Défricheur et esthète : c’est le dernier versant de Léo Slemett. « Je suis avant tout un compétiteur. Par conséquent, avant, la consécration ne passait que par la victoire. » Ses rêves se limitaient aux podiums du FWT. Depuis quelques temps, il voit plus grand. Ou plus large. Par passion, beaucoup. Par nécessité, un peu. Diplômé en marketing et communication, lucide, il reconnait : « L’image, les photos, les vidéos… c’est toute cette matière que tu offres à tes partenaires pour pouvoir communiquer qui te font vivre finalement. » Mais le skieur contrebalance : « Je ne fais pas cela à contrecœur. Bien au contraire. J’adore la photo, son grain. J’arrive facilement à me projeter sur les images que j’ai envie de montrer et réaliser. C’est pareil concernant les films. Je ne suis pas adepte du ski-porn, de cette recherche pure et dure du sensationnel. J’aime les histoires. Avec un fil conducteur, un message... Plus que du budget et des effets spéciaux, j’admire les skieurs qui mettent leur vie et leurs tripes dans un projet ! »

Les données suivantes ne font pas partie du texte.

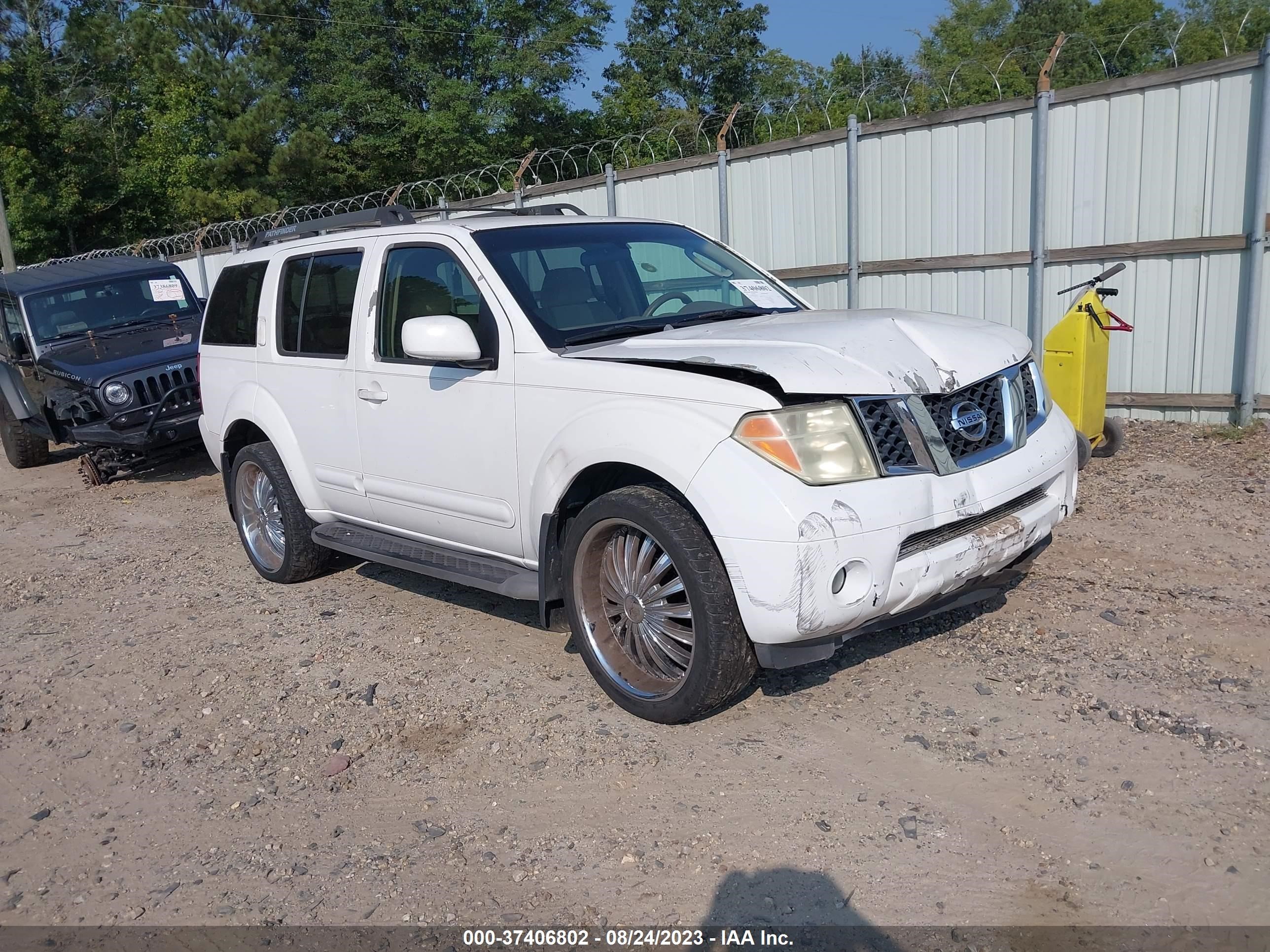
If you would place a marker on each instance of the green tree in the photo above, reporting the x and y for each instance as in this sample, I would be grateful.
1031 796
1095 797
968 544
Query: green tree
61 133
407 89
695 55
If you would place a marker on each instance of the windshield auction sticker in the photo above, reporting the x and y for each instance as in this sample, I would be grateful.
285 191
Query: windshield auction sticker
760 292
169 290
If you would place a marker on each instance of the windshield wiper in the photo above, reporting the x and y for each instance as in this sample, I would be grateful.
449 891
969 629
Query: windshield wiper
623 331
724 314
138 322
64 336
614 331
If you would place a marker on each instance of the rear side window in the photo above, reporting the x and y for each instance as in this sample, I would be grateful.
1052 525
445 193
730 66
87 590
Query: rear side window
316 314
230 319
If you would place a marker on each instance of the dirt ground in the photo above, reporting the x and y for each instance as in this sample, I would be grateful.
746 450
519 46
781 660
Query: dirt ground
1093 749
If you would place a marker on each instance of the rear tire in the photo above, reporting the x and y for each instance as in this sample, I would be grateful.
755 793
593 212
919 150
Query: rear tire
1113 439
274 527
21 448
652 607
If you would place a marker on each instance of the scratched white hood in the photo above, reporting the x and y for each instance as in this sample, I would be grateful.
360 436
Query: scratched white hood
851 353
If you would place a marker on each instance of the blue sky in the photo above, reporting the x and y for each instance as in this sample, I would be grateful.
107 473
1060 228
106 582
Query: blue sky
806 30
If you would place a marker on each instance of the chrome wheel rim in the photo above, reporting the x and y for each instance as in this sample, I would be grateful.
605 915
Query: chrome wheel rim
635 611
259 517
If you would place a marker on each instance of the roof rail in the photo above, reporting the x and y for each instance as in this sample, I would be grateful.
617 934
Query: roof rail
550 208
385 216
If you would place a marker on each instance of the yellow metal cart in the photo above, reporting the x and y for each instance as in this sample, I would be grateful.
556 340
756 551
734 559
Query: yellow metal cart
1076 366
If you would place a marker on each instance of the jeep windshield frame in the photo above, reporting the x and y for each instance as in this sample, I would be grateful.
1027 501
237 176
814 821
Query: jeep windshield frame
111 304
592 281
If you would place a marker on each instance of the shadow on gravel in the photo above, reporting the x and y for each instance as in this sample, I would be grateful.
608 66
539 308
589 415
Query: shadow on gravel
784 900
187 466
475 600
776 683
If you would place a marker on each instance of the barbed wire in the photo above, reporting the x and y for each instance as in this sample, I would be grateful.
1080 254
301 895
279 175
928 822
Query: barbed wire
681 135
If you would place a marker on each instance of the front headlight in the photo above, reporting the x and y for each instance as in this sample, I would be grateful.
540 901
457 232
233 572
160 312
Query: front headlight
819 443
117 394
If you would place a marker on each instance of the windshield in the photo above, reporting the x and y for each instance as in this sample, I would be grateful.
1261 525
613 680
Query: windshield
105 305
576 281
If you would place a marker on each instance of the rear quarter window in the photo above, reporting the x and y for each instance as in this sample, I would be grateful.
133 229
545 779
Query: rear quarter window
235 303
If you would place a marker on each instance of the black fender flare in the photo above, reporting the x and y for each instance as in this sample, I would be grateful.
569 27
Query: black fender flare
16 395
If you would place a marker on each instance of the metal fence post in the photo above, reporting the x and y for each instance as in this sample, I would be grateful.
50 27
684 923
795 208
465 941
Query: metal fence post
1041 160
723 196
1254 316
852 212
1041 148
202 270
7 258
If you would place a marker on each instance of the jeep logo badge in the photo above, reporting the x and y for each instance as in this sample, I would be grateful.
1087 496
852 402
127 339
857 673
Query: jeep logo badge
969 420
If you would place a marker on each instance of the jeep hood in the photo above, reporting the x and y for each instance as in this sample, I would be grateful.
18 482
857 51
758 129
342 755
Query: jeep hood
94 361
852 353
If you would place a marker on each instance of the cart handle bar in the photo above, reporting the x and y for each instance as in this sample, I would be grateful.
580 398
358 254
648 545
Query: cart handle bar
1110 272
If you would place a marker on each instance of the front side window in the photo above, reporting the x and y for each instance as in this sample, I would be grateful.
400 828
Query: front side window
316 314
12 322
422 281
107 305
232 312
579 281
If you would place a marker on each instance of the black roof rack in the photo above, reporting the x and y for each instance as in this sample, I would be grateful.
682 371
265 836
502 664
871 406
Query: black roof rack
385 216
388 216
550 208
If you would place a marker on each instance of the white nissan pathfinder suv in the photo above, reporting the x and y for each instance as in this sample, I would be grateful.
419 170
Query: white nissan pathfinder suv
630 420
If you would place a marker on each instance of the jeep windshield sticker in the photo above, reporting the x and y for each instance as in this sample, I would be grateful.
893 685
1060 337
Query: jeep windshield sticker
760 292
167 290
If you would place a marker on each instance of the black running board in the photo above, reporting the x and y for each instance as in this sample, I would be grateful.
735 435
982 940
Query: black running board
426 559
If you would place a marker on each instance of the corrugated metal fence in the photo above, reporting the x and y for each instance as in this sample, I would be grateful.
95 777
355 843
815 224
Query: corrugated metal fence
1156 170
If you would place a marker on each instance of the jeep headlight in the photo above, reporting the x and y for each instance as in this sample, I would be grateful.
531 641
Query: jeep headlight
819 443
117 394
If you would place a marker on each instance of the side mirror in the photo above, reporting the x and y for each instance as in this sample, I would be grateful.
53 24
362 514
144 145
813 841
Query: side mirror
440 338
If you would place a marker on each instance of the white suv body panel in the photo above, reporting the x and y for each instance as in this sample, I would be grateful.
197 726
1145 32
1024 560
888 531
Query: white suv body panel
475 459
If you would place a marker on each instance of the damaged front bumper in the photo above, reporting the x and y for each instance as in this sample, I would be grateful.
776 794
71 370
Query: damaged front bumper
814 565
169 422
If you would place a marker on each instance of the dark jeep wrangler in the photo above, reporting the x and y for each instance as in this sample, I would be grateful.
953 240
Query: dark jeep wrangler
102 353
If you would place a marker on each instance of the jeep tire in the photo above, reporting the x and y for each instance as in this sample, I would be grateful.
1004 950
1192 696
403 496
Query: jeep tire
21 447
652 607
274 527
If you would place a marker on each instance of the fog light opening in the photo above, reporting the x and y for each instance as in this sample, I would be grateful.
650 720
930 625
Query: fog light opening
852 582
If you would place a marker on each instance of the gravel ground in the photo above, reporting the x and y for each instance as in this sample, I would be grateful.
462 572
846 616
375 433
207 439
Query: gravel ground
182 743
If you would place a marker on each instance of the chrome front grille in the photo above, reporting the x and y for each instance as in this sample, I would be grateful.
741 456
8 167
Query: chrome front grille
151 387
887 433
944 433
987 397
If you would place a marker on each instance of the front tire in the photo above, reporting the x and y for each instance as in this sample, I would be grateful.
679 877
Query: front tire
21 448
652 609
1113 439
274 527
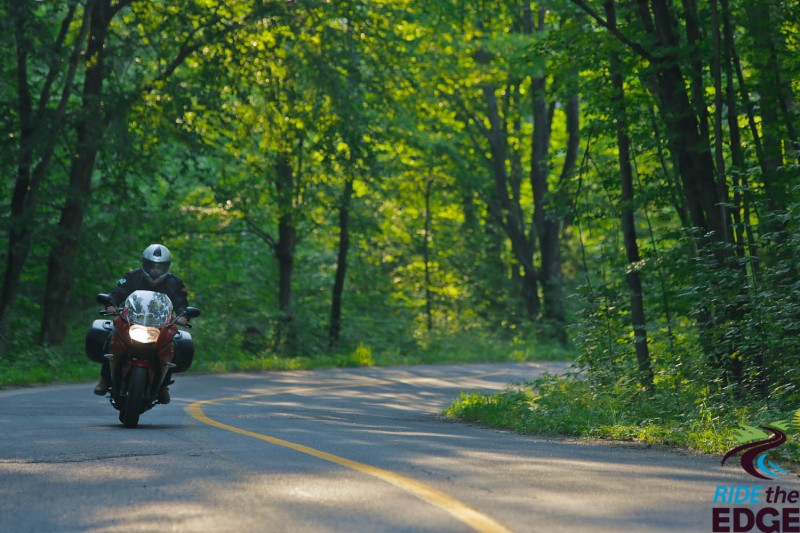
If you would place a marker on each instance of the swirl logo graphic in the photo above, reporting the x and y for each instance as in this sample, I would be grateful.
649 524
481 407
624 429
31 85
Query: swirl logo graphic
754 459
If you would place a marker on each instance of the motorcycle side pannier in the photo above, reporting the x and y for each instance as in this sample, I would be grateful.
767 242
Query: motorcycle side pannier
184 352
96 338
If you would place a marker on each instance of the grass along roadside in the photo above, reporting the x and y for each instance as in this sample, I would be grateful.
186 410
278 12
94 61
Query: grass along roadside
569 406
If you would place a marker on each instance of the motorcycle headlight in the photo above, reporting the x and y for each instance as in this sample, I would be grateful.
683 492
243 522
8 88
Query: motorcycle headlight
144 334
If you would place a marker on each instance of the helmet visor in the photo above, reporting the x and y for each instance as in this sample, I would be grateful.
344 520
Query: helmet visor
155 270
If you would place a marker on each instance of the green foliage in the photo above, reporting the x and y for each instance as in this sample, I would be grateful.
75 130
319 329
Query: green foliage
571 405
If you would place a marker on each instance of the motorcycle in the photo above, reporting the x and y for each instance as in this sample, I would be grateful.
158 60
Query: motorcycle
142 343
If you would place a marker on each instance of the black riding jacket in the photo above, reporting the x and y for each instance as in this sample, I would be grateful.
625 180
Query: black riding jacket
135 280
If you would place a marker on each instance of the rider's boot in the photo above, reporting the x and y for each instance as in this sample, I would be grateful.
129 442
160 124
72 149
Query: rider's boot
163 395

PIERRE DE COUBERTIN, COURONNE ET FRISON-ROCHE

JE NE SUIS JAMAIS AUSSI FORT QUE LORSQUE L’ON NE M’ATTEND PAS. LORSQUE J’AI LA TÊTE SOUS L’EAU.

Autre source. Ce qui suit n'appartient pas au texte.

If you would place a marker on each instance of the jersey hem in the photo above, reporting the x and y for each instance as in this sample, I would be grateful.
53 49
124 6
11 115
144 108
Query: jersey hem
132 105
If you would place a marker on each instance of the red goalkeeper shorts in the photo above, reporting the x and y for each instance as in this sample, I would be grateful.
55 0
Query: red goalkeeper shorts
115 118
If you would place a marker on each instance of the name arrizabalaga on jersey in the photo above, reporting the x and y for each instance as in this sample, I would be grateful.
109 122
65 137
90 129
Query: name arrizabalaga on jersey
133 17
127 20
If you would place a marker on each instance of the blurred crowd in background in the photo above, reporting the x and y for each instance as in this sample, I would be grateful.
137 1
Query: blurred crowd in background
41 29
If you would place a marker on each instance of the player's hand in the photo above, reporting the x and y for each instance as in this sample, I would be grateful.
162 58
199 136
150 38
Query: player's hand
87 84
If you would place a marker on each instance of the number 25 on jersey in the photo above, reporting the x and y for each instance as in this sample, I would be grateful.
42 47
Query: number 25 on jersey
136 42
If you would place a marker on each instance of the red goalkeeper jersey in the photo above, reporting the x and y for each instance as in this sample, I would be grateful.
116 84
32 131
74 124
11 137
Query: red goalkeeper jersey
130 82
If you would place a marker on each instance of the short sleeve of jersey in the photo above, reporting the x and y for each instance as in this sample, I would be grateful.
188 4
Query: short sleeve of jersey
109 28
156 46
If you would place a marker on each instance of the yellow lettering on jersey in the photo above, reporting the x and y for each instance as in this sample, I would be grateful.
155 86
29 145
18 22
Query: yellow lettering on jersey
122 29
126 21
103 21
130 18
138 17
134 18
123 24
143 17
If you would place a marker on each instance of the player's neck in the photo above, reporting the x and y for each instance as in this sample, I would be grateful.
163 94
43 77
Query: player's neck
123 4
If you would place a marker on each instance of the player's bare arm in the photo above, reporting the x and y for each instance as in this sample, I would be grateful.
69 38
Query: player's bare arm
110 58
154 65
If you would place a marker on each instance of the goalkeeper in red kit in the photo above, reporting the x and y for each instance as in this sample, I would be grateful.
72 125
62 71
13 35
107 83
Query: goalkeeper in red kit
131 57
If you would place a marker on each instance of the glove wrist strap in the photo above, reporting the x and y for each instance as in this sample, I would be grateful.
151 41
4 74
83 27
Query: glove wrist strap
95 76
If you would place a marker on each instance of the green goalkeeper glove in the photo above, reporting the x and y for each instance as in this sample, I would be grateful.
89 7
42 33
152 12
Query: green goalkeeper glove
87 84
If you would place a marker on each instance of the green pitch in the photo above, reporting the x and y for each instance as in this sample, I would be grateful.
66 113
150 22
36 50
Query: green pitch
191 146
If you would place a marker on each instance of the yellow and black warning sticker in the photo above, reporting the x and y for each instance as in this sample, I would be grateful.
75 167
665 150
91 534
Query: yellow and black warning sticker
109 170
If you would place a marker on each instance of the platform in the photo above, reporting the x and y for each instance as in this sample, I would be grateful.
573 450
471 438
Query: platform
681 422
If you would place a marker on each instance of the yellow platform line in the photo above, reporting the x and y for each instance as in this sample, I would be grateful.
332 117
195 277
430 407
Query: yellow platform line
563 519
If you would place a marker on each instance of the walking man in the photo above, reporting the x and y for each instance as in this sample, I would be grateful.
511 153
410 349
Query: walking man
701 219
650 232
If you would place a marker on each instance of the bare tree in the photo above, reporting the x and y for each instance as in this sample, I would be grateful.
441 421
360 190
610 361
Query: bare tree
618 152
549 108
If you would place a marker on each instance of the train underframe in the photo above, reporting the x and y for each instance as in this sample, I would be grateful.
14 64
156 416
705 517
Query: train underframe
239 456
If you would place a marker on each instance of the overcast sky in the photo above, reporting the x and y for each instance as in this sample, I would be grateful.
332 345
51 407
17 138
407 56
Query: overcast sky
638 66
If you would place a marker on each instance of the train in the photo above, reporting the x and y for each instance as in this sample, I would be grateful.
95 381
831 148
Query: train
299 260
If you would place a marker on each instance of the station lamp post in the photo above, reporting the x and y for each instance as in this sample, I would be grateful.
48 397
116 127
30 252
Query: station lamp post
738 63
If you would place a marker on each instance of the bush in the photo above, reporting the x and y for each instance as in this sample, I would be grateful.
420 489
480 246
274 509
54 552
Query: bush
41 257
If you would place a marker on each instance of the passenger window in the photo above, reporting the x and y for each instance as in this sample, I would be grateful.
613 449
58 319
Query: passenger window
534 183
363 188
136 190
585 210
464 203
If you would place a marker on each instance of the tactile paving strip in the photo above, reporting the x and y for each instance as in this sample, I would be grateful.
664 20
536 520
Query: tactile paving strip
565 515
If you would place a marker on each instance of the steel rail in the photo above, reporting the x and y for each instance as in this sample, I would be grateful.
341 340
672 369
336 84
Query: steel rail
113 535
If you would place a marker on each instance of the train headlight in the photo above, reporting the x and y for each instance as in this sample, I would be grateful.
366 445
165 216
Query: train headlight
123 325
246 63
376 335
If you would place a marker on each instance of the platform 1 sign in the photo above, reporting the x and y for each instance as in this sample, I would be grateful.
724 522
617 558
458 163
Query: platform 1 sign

En 2018 et 2019, le chamoniard continue de suivre le cours de cette carrière dont la trajectoire épouse celle d’un chemin de crête. Des hauts, des bas. Les montagnes russes. Les montagnes rustres. « En 2018, j’arrive avec l’étiquette du favori. Un titre à gérer. J’affirmais ne pas avoir de pression mais en réalité, avec le recul, je m’en mettais peut-être inconsciemment. » Il finit tout de même 7ème au général. Puis, à l’aube de l’hiver 2019, Léo se blesse gravement au pied. « La première fois de ma vie que mon corps m’empêche de prendre le départ d’une manche du FWT. » Mais vous savez, Roger Frison-Roche, ses personnages romanesques… Le skieur fait le dos rond et revient avec un plan carré. La dynamique du skieur de piste lancé tout schuss encore une fois. Une victoire en Andorre, une 3ème place en Autriche et une seconde position à Verbier plus tard, le voilà à nouveau sur le podium du classement final. 3èmeen 2019, a-t-il l’ambition de reprendre sa couronne en 2020 ? « Moi quand je cours, c’est pour gagner, pas pour avoir mon nom inscrit sur un dossard. » N’en déplaise à Pierre de Coubertin, si participer est important, de ce côté-ci de la vallée, ce n’est pas suffisant. 

L’automne s’annonce donc studieux. « Je suis toujours dans cette même démarche de progression. Arriver plus fort, plus innovant. Tout en restant discret. Car, même si j’aimerais pouvoir dire le contraire, manifestement, je ne suis jamais aussi fort que lorsque l’on ne m’attend pas. Lorsque j’ai la tête sous l’eau. » La rencontre s’achève comme elle a commencé. Avec humilité et simplicité. Logique. Cousu de fil blanc.